Now and then, I find myself wandering into the realm of what-ifs. I look back and think about the things I might have missed—those extraordinary milestones people often speak of. Extraordinary in their scale, boldness, impact, or the way they’re remembered.
But when I scan the contours of my own life, nothing leaps out as extraordinary. No major celebration. No daring adventure. No public achievement or sweeping cause. My days have always been—and still are—structured. Predictable. Routine.
And the more I live inside that routine, the more I drift toward wondering what could have been… if.
But then again, I write.
Writing has been the central activity of my life since I graduated from college. It may not be flashy, but it’s a major part of who I am. I didn’t always plan for it to be this way, but through small, gracious opportunities, writing became both discipline and refuge. And yet, if you ask any writer, they’ll tell you: writing rarely feels extraordinary. Not unless you’ve written a bestseller. Or at the very least, been published somewhere beyond your blog or email inbox.
Maybe just being published—especially in this country—counts as extraordinary.
Still, there’s a steadiness in the act itself. A consistency to the way I keep desiring, doing, and persisting to write. That rhythm—that stubborn, almost meditative presence of writing in my life—is the heartbeat of my days. It isn’t glamorous. But it’s where I feel most alive, where understanding flickers into clarity. Writing moments are small, quiet, but weighty. Sometimes, it feels as if I’m helping shift something in the world—even if just a little.
Most days, it means sitting alone for long stretches. First with pen and paper, now with my computer. Often anxious about choices. Making mistakes, realizing them, regretting some, letting others go. This is part of the writing life. And strangely, it’s also what makes it extraordinary: the sheer amount of time spent thinking and reflecting quietly affirms that this life is worth living.
Progress is slow. Publication, even slower
But there’s something deeply fulfilling about thinking hard about a single idea—shaping it, doubting it, challenging it, then moving it forward, even a few lines at a time. Will my work ever make waves?
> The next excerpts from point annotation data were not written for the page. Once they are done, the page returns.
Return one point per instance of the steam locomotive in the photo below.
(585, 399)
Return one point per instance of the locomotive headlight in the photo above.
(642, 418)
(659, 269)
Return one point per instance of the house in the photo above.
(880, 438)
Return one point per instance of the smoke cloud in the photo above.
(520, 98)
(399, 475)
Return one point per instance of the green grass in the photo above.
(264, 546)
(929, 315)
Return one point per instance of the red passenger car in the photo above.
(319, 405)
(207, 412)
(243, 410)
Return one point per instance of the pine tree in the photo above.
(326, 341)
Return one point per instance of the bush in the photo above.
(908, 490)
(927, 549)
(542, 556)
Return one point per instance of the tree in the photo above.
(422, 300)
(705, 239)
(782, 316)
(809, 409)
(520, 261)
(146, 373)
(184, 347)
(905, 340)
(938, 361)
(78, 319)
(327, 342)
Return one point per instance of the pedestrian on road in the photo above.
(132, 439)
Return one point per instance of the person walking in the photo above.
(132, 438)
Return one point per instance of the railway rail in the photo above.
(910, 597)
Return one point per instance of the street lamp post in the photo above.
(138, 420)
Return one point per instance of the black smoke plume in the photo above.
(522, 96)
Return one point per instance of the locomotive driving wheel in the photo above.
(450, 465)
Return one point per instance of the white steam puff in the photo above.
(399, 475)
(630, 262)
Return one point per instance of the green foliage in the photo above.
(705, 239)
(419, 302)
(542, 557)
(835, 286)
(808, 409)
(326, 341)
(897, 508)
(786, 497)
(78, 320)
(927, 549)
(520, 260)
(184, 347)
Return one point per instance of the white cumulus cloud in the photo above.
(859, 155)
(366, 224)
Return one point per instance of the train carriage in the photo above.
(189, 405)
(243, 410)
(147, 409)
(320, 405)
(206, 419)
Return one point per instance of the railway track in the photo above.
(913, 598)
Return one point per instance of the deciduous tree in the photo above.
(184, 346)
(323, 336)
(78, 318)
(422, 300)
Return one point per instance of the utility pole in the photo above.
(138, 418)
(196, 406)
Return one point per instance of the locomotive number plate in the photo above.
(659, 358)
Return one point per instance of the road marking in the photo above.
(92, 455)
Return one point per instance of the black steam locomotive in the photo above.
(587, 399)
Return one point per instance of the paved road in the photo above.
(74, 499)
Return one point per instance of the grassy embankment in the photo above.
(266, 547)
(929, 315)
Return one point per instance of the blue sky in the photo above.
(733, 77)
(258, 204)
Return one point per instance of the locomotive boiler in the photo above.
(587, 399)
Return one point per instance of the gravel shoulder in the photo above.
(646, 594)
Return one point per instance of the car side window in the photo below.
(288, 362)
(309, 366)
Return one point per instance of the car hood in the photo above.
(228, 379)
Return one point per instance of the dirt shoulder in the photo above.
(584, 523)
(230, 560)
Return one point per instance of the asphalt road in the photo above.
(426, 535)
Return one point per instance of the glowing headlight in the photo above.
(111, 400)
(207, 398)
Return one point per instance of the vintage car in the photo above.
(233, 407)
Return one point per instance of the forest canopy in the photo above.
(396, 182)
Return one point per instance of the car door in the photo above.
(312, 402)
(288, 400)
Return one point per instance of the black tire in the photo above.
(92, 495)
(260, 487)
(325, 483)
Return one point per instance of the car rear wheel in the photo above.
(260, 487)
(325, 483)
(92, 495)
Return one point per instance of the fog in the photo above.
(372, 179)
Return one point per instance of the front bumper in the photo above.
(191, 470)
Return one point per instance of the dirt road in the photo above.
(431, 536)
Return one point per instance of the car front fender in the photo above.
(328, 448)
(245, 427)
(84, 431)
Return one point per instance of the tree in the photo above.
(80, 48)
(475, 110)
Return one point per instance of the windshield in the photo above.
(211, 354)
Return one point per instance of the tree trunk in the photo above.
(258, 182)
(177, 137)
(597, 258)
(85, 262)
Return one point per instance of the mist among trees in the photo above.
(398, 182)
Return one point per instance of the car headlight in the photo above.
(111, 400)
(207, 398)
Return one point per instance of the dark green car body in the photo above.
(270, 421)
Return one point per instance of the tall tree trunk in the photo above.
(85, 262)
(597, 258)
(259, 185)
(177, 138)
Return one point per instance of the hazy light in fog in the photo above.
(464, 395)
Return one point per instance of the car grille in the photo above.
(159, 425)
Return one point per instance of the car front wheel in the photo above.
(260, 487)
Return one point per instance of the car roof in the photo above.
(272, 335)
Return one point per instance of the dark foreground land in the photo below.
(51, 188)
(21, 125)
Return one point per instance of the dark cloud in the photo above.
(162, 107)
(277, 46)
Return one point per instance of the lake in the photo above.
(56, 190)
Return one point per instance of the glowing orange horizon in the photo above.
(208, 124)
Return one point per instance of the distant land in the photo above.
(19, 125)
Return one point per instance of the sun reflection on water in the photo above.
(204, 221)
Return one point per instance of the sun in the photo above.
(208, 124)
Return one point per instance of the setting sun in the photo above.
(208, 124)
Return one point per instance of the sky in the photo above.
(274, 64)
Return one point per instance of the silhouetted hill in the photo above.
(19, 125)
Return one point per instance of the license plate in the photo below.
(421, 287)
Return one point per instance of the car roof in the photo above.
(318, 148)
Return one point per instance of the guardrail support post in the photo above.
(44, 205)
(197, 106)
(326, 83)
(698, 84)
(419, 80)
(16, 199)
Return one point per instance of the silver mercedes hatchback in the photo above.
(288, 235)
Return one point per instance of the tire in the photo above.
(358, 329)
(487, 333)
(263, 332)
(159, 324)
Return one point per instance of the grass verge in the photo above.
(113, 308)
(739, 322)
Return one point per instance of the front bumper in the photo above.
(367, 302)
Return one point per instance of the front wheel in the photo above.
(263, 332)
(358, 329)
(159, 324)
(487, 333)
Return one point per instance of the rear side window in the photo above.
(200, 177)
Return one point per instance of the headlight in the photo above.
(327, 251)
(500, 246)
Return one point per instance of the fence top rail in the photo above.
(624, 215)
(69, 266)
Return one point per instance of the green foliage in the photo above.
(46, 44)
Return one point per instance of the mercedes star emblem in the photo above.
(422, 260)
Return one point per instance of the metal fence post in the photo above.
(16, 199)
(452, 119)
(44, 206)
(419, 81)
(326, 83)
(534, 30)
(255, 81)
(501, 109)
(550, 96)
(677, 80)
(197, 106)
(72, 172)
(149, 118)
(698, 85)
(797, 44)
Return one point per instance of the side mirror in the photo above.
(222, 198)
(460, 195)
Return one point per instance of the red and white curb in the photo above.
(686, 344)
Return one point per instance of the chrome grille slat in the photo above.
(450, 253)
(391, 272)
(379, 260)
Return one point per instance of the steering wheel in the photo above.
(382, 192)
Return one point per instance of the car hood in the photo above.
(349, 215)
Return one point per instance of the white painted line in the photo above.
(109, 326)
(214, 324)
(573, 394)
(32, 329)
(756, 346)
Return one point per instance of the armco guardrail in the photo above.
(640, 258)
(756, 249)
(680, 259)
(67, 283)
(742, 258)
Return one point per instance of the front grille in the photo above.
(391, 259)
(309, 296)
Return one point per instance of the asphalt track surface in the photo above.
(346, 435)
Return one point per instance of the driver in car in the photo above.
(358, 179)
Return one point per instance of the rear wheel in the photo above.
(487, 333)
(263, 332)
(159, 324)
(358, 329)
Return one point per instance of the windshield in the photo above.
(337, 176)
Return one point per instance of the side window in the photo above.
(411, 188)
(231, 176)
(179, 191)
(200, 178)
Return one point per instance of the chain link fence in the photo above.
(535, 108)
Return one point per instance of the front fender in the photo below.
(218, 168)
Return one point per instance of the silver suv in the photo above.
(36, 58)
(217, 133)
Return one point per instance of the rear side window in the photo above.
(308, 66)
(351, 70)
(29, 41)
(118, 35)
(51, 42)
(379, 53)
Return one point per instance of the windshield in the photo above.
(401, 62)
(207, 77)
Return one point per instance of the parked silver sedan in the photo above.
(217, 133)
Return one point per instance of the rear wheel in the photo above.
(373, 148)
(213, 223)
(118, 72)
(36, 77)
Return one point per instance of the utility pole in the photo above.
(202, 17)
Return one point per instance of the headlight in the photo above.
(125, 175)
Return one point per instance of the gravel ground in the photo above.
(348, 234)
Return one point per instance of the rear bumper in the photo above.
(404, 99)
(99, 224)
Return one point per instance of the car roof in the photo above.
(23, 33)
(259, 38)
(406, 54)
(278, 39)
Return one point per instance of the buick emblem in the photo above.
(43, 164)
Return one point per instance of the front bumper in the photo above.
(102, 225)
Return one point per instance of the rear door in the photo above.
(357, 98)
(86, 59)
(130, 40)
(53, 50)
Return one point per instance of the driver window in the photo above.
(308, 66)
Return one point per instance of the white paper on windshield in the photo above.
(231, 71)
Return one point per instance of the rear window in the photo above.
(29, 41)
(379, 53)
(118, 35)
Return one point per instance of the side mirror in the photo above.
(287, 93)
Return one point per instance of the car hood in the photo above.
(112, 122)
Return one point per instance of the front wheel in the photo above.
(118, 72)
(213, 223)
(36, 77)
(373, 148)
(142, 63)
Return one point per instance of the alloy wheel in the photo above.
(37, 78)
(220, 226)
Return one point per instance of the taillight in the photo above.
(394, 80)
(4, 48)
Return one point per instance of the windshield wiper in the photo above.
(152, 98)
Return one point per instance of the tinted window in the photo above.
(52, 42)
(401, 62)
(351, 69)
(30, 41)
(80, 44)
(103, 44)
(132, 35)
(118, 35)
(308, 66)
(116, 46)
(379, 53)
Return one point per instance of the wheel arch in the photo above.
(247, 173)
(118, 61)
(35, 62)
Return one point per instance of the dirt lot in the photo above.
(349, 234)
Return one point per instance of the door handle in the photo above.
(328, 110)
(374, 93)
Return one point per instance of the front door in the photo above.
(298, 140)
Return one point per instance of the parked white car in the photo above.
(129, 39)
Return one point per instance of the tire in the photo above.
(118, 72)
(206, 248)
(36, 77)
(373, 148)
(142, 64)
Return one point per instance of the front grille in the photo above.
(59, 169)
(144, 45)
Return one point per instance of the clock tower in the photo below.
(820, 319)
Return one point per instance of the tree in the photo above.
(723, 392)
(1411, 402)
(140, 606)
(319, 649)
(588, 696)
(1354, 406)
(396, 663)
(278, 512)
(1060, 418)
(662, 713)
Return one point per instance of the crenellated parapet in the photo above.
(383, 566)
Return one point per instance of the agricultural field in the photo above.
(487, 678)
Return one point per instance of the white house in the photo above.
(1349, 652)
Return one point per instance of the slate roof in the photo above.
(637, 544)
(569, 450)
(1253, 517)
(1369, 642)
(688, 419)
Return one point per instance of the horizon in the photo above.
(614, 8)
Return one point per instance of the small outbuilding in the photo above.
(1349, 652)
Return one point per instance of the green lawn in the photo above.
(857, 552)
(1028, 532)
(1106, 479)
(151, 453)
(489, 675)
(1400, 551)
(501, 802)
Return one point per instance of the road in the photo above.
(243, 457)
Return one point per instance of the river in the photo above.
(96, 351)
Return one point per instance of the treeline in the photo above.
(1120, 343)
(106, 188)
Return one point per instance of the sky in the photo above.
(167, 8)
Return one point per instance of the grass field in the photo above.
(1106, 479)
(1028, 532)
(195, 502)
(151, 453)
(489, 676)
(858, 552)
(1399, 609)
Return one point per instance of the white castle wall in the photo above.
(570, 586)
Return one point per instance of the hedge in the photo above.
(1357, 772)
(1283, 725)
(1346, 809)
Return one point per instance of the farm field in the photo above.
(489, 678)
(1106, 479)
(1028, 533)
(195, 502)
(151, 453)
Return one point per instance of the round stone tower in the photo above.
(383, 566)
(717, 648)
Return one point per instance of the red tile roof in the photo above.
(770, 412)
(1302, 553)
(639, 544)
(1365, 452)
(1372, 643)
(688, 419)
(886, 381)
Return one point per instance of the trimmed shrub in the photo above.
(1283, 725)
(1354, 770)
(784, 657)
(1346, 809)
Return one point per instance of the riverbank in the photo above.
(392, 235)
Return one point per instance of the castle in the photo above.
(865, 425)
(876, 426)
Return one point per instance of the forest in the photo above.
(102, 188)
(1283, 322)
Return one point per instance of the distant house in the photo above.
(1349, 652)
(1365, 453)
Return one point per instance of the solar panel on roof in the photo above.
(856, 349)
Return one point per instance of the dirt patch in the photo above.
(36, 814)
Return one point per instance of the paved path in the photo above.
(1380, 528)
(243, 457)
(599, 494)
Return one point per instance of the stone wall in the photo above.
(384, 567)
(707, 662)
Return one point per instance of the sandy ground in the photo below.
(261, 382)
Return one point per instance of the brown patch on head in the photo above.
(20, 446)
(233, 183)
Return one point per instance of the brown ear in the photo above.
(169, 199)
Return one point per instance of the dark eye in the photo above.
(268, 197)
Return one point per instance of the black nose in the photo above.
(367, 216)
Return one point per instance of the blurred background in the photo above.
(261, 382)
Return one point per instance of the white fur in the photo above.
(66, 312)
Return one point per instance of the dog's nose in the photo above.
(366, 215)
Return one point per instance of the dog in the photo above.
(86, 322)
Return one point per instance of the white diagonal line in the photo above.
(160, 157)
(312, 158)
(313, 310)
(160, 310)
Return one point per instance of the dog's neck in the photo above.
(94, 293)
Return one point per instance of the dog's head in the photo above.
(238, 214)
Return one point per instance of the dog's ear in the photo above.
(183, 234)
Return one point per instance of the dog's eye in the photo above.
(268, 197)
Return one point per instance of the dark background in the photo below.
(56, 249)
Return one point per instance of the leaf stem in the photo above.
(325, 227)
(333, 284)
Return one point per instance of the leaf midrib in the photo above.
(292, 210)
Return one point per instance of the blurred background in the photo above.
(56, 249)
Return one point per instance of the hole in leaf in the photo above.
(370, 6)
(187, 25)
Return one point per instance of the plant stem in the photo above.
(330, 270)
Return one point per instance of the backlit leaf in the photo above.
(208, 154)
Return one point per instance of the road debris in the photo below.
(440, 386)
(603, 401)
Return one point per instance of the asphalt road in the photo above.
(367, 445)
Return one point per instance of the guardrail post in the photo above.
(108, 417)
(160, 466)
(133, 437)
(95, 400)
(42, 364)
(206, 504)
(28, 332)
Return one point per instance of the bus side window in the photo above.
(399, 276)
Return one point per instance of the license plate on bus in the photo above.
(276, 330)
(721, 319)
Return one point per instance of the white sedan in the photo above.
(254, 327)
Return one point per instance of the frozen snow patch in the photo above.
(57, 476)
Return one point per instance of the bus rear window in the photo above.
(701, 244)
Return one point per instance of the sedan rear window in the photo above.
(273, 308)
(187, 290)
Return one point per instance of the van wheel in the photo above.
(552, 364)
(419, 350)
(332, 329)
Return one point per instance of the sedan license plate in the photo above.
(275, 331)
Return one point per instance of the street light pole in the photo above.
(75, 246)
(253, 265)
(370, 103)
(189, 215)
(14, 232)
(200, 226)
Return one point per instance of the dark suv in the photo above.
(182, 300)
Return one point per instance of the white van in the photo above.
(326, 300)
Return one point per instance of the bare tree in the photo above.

I’ve stopped asking. That question, I’ve come to realize, is beside the point.
There are evenings when I stare at my screen and wonder: is this it? So what if I can write? What do I have to show for it? A folder of half-finished drafts? A blinking cursor? A cluttered desk and a dozen tabs open?
And yet, I keep going.
I don’t have a breakthrough book or an award-worthy story. But I’m starting to believe that this writing routine—the one I’ve practiced quietly for years—might be more extraordinary than I once thought. Not because it’s dramatic. But because it’s real. Because it’s steady. Because it’s full of care.
I used to think extraordinary meant once-in-a-lifetime. Now I think it can mean showing up every day with purpose, even for small, quiet tasks. Even for words that no one may read.
I’m keeping the rhythm.
A blog post. A personal essay. A newsletter draft. None of this is easy. But I like doing it. And maybe that’s what makes it extraordinary. How strange, and lovely, that simply putting words on a page makes me smile.
So I keep showing up. I keep piling pages onto pages of drafts that may never be published. I have poems that might one day find their way into a personal anthology—Volume 2, perhaps.
I’m performing my extraordinary life in circular motion—looping back, writing again, making meaning from the mundane. Extraordinary because it keeps going. Extraordinary because I am enjoying it to the fullest.